Significance of sonority information for voiced/unvoiced decision in speech synthesis

Abstract The quality of synthesized speech obtained from statistical parametric speech synthesis (SPSS) significantly relies on excitation source generation. Voiced/unvoiced decision is an essential component for generation of excitation source. It is obtained from fundamental frequency and other excitation source evidence in the existing literature. The discontinuity at the point of contact in the vocal-folds excites energy into the vocal-tract resulting voicing effect in the produced speech signal. The perceptual reflection of voicing over the sound produced is correlated with the sonority information which is related to less vocal-tract constriction and significant glottal vibration. Therefore, the possible variation in voicing with the change in supraglottal pressure due to vocal-tract constriction, rate of closing of vocal folds and regularity in structure of the signal are intact in the sonority associated with a sound unit.
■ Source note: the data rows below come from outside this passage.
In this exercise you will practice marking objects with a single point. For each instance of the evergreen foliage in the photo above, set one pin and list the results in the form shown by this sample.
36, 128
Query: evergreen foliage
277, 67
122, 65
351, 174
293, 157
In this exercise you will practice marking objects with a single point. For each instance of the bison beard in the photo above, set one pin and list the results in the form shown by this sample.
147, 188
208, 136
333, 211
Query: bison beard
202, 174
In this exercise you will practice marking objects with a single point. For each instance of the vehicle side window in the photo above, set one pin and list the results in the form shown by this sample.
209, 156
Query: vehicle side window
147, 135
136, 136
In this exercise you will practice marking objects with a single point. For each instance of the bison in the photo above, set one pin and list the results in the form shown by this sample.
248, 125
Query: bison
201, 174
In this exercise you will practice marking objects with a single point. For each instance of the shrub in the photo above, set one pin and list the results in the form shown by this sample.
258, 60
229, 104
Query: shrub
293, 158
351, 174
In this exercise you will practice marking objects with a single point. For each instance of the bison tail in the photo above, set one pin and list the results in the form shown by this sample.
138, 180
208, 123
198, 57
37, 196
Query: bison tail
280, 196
Voicing and degree of opening of vocal-tract are the two most effective correlates of sonority, that potentially contribute to the sonority hierarchy for sonorants and obstruents uniformly. Therefore, the voicing effect can be captured by the sonority measurement derived from system, source and suprasegmental information in the speech signal. In this work, a novel voiced/unvoiced decision method using sonority information is proposed and integrated in the SPSS framework for generation of excitation source. It leads to better voicing decision compared to the existing methods resulting in synthesized speech of improved quality, which is assured from objective and subjective analysis.